부산대학교 도서관

At present, research on the icing process of asphalt pavement between tunnels in seasonally frozen areas still relies on historical weather or laboratory simulation data to predict the occurrence of icing. However, these methods are time-consuming and the experimental data are discrete. In this article, according to the phase-change heat transfer, moisture migration, and stress-strain equations, the hydro-thermal-mechanical coupling models of asphalt pavement in seasonal frozen area under saturated water conditions were constructed through the secondary development of general finite element software. Additionally, an indoor icing experimental system was independently developed to verify the effectiveness of prediction model. The results show that the rutting plate temperatures of indoor experiment are close to the simulated results of prediction model. The influence level of ice-water phase transition on temperature field at the road surface becomes smaller as the water film freezes gradually, and the temperature change of road surface tends to be smooth after the water film is completely frozen. The moisture inside the SMA-13 subgrade surface section between the tunnels first freezes, then melts, and finally freezes again. The times when the ice content reaches maximum and minimum coincide with the times when the temperatures reach minimum and maximum. The stress variation amplitudes of the road surface and the top surface of the middle, lower, base, and sub-base layers are weakened in turn.
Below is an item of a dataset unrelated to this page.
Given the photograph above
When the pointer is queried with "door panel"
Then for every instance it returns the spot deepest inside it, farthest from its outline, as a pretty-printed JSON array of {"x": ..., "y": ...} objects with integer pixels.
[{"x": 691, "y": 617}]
The subgrade section between tunnels basically does not produce vertical displacements when the soil foundation is not subject to frost heave. Interestingly, the relatively obvious vertical displacements have occurred above soil foundation when the frost heave of soil foundation is considered, and the vertical displacement of the surface and base layers are relatively consistent. Therefore, the hydro-thermal-mechanical coupling models proposed in this article are effective for predicting the occurrence of icing for asphalt pavement.